TRAIL-mediated signaling has emerged as one of the most deeply studied molecular mechanisms reported to induce apoptosis in cancer cells while leaving normal cells intact. Preclinical and clinical studies have greatly enhanced our understanding of TRAIL-induced intracellular signaling through a death receptor (for example, DR4 and DR5). There is a stoichiometric ratio of pro-apoptotic and anti-apoptotic proteins, and imbalance of these proteins considerably impairs TRAIL-induced apoptosis. Moreover, downregulation of DR4 or DR5 and overexpression of either cFLIP (negative regulator) or NFKP can also negatively regulate apoptotic cell death. In the following section, we discuss how RKIP positively regulates TRAIL-induced apoptosis by efficiently enhancing DR5 expression in cancer cells and the different strategies that have been used to induce RKIP expression in cancer cells. These findings are summarized in Figures 2a–c.

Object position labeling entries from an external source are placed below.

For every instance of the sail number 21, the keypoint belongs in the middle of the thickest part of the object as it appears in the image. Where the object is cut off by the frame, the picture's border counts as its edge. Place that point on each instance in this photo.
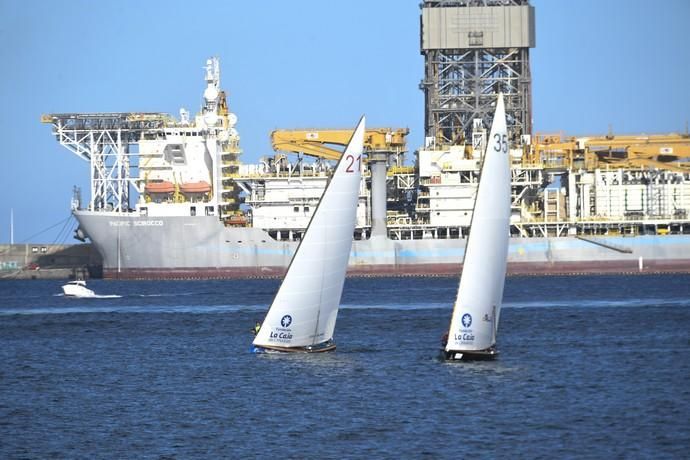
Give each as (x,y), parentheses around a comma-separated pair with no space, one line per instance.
(501,143)
(350,159)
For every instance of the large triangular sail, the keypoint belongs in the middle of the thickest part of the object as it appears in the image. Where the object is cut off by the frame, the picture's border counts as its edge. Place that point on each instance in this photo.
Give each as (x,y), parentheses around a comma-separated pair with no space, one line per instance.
(477,308)
(304,310)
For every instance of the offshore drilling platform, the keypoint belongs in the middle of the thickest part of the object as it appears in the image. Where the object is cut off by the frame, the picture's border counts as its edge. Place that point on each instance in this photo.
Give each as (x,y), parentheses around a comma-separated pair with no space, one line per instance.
(170,197)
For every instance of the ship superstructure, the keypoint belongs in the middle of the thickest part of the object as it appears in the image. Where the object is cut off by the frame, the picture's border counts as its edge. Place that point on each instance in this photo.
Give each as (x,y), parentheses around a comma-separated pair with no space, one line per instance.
(155,165)
(170,198)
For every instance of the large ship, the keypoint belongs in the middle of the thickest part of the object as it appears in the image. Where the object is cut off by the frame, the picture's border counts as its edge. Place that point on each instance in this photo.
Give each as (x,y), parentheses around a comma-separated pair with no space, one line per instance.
(170,198)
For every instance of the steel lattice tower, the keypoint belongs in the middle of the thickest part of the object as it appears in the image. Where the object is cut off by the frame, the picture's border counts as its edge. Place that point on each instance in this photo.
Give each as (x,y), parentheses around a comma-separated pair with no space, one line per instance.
(474,49)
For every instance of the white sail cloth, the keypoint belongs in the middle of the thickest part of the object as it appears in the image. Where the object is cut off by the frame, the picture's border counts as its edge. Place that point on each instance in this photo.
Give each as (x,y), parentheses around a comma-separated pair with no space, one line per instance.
(304,310)
(477,308)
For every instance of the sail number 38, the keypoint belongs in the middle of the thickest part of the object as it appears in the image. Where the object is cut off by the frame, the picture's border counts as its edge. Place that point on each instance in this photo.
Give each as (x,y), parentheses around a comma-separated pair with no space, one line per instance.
(350,160)
(501,143)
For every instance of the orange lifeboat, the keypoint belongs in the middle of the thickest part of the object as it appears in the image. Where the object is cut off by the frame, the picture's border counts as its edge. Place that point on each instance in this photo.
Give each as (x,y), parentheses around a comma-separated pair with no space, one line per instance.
(160,187)
(195,187)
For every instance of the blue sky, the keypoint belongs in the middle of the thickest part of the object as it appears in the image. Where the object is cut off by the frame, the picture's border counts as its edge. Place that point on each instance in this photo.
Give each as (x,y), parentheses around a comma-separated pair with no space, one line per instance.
(303,63)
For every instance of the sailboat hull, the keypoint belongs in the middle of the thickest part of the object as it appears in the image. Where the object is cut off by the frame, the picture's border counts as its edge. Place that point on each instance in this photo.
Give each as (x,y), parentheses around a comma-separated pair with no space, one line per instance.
(318,348)
(488,354)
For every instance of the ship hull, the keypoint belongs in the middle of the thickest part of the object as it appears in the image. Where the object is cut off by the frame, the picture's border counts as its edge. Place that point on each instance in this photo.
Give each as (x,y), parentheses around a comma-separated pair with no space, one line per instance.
(138,247)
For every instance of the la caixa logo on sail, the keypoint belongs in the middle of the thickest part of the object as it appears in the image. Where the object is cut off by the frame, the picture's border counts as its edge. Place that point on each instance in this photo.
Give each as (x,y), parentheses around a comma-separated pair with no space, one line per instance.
(465,335)
(282,334)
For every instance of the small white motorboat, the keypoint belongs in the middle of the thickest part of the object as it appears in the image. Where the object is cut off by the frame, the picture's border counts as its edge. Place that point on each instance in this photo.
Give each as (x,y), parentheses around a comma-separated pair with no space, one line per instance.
(77,288)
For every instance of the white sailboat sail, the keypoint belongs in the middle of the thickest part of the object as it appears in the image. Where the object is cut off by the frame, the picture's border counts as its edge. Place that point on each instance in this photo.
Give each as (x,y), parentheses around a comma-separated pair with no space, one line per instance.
(304,310)
(477,308)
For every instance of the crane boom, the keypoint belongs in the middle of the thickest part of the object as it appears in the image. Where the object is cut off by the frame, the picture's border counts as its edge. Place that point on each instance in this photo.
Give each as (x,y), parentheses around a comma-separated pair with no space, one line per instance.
(319,142)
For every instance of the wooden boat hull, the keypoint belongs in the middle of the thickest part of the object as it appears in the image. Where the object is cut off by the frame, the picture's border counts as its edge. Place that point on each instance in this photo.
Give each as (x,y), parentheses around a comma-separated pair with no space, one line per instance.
(469,355)
(319,348)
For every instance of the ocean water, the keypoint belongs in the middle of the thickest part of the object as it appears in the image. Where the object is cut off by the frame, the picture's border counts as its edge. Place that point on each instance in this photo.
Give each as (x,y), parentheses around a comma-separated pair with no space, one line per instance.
(590,367)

YY1 is a transcriptional repressor with Fas and DR5 promoter regions contained in its binding sites (Figure 2c). Thus, the transcriptional downregulation of DR5 will impair TRAIL-induced apoptosis in cancer cells. RKIP negatively regulatesYY1 expression, as evidenced by the decrease in YY1 promoter activity in RKIP-overexpressing cancer cells.19 Treatment of RKIP-overexpressing PCa cells with increasing concentrations of TRAIL resulted in a markedly enhanced apoptotic rate;19 however, RKIP-silenced cells did not respond to TRAIL and a chemotherapeutic drug. DR5 promoter activity was significantly enhanced in RKIP-overexpressing PCa cells transfected with a wild-type DR5 reporter construct,19 whereas YY1 promoter activity was considerably reduced in PCa cells transfected with an RKIP expression vector. Moreover, procaspase 8 activation was enhanced in RKIP-overexpressing PCa cells following treatment with TRAIL.19 Mechanistically, constitutively high basal levels of c-FLIPL were shown to be considerably reduced in RKIP-overexpressing PCa cells. Bcl-xL and XIAP levels were also significantly downregulated in RKIP-overexpressing cancer cells.19
Snail is a transcriptional repressor of RKIP that is partially positively regulated by NF-κB in cancer cells. Therefore, cancer cells with functionally active NF-kB show considerably reduced RKIP levels. NPI-0052 (salinosporamide A), a proteasome inhibitor family member isolated from marine Salinisporatropica, has been shown to effectively inhibit NF-κB promoter activity in DU-145 cells. Phosphorylated IκBα levels were also markedly enhanced in NPI-0052-treated cancer cells. Treatment of cancer cells with the NF-κB inhibitor DHMEQ inhibited Snail mRNA expression and increased RKIP transcript levels in a time-dependent manner.20 A similar approach was used to design an effectively designed chimeric monoclonal anti-CD20 mouse/human antibody (LFB-R603) with a human IgG1 constant (Fc) region; this antibody was reported to significantly inhibit the ability of NF-kB and Snail to upregulate the expression of RKIP in non-Hodgkin B-cell lymphoma (Figure 2b).21 Thus, NPI-0052 and LFB-R603 have been shown to overcome resistance against TRAIL in cancer cells.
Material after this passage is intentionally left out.